Wunderbar, so soll es sein :003

Und ich schließe ja keineswegs aus, dass Kassentherapien für den Klienten hilfreich sein können - und in Fällen mit gleicher Zielrichtung der individuellen und der gesellschaftlichen Motivation wohl besonders häufig.
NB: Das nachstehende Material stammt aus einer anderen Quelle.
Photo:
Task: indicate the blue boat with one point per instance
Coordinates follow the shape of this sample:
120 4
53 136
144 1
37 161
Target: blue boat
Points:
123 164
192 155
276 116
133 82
Dort jedoch, wo Widersprüche zwischen dem Wunsch des Klienten nach Wohlbefinden und dem Wunsch der Gesellschaft, er möge unauffällig funktionieren bestehen, dort wird leider allzu oft entsprechend den Vorgaben des Geldgebers "therapiert". Und in diesen Fällen sehe ich die Tätigkeit des Therapeuten sehr viel mehr als "nur für das Geld" als die Tätigkeit einer Prostituierten, die in ihrem Eingehen auf ihren Gast nur ihre persönlichen Grenzen achtet, ohne motiviert zu sein "für das Geld" einen unterschwelligen Fremdauftrag durchzusetzen.

Unter diesem Aspekt hab ich das Thema in diesem thread hier angesprochen. Die Ehrlichkeit, dem Klienten nach Möglichkeit das geben zu wollen, wofür er gekommen ist, ist im Prostitutionsbereich (und auch in der selbstbezahlten Psychotherapie) bedeutend häufiger zu finden als im Kassentherapiebereich.